When Jerry falls off the wagon, he falls off hard and lives his life in a drunken haze. He also starts having an affair with Claire. When Joan finds out about it, she finally snaps, starts drinking, and decides that if he can cheat, she might as well do the same and starts having an affair with Charlie Baxter (Cary Grant). Joan lives the high life until she discovers she’s pregnant. She doesn’t tell Jerry and goes back to Chicago to live with her family. Meanwhile, Jerry realizes how much pain his behavior has caused her and desperately tries to patch things up with her.

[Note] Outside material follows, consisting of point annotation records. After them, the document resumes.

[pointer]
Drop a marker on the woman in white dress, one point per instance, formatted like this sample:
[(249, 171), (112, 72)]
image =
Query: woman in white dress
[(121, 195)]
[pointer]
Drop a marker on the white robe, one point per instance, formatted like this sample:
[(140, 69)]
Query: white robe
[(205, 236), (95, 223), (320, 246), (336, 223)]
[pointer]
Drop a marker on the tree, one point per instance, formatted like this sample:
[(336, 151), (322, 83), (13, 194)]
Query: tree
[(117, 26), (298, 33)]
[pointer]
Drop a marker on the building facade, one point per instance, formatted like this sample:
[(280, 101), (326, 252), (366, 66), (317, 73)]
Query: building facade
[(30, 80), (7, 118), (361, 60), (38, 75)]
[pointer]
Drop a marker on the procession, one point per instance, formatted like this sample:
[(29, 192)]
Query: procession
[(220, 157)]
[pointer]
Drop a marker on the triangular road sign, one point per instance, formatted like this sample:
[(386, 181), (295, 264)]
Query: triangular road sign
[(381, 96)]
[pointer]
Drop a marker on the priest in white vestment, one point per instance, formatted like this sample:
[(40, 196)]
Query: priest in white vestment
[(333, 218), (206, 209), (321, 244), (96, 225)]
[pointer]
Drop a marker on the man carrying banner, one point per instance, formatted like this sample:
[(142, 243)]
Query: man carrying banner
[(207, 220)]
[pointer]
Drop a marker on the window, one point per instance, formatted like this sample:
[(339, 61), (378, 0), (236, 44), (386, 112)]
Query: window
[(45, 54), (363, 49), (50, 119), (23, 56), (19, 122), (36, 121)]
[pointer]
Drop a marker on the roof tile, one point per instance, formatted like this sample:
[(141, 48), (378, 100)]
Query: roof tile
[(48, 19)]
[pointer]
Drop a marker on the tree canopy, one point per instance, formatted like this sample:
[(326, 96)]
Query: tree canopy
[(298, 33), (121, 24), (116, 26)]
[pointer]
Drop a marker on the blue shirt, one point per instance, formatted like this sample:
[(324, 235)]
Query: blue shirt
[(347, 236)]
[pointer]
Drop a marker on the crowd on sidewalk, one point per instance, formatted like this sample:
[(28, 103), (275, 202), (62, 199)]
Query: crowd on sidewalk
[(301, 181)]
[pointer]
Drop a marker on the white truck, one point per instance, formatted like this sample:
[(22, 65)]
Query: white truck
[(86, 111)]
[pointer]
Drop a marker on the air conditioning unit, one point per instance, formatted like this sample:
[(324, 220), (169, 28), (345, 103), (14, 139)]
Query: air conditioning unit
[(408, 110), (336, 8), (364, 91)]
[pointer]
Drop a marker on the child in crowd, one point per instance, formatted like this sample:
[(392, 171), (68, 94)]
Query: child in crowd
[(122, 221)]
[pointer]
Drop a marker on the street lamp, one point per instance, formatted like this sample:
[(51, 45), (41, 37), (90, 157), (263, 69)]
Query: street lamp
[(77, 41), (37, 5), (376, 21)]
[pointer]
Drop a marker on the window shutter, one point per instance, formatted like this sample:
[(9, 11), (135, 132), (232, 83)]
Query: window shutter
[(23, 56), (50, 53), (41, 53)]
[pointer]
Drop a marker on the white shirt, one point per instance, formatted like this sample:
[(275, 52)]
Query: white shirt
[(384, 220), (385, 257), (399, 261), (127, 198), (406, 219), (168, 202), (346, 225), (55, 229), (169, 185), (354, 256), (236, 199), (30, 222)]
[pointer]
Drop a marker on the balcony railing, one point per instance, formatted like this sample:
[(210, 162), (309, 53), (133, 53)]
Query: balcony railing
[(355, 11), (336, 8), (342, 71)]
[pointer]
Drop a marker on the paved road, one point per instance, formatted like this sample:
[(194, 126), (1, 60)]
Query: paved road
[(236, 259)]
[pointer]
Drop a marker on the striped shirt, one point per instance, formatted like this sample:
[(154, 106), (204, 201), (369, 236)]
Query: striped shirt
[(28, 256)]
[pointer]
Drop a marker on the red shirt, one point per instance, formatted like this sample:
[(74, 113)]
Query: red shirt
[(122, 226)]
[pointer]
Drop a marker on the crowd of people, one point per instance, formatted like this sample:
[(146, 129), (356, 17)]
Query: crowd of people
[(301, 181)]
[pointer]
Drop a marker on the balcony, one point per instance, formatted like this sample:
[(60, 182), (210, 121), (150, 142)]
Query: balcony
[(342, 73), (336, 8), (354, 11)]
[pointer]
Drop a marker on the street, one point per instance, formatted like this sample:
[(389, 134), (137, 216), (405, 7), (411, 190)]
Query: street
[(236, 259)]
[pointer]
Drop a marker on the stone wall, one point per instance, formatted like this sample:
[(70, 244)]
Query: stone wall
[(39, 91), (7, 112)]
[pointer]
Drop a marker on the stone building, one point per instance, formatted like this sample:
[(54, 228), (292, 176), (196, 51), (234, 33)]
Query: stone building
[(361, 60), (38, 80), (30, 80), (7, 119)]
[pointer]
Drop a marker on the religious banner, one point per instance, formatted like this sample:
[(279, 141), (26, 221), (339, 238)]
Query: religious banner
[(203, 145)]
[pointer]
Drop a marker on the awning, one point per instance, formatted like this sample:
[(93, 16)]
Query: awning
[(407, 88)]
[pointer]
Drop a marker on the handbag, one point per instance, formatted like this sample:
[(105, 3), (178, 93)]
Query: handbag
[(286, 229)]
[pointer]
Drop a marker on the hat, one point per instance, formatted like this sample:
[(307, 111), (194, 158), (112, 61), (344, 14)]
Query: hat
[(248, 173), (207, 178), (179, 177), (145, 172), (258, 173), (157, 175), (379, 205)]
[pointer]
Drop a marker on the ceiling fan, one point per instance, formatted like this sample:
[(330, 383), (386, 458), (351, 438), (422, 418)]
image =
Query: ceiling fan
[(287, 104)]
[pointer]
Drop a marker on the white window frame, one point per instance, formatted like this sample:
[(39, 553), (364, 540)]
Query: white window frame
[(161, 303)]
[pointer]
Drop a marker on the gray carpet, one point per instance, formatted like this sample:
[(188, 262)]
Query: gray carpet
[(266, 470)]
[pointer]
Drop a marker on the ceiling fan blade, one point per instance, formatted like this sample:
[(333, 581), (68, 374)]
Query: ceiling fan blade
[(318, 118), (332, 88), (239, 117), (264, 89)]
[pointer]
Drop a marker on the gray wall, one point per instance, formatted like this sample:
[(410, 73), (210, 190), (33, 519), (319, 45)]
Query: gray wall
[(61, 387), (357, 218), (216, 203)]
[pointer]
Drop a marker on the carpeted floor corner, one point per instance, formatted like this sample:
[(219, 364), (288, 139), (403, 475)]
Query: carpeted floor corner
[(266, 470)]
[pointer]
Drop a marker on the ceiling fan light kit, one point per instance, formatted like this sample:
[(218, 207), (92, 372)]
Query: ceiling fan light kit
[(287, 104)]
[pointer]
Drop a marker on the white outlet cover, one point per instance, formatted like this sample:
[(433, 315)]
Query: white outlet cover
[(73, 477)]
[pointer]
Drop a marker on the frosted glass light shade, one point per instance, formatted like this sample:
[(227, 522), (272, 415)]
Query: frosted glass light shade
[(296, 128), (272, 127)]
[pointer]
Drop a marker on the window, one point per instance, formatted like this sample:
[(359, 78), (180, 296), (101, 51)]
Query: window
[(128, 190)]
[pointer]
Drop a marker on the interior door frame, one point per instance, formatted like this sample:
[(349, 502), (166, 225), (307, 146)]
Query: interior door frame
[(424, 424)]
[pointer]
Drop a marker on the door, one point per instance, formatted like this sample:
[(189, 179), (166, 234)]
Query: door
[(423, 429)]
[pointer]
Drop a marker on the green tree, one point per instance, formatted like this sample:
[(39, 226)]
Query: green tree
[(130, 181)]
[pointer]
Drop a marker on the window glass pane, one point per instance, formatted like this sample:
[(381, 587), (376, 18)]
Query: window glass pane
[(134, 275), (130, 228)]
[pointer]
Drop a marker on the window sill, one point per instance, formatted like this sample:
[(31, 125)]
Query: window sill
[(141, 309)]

Merrily We Go to Hell is a good but not great look at alcoholism. The story is good, the performances are good, the direction is good, but it just doesn’t seem to rise above being anything better than just good enough. I feel like Merrily We Go to Hell tried to do what Billy Wilder would go on to do more successfully thirteen years later in The Lost Weekend. But Merrily We Go to Hell did try to offer a cold, hard look at alcoholism and it certainly didn’t glamorize drinking. Jerry is not a fun drunk and when Joan starts hitting the bottle, they are no Nick and Nora Charles. During a party scene, we don’t see guests cavorting happily with glasses of champagne in hand, we see guests passed out on couches. It’s just not the hardest look at alcoholism that you’ll find. Jerry’s attempt in the end to get his act together seemed oversimplified and unrealistic.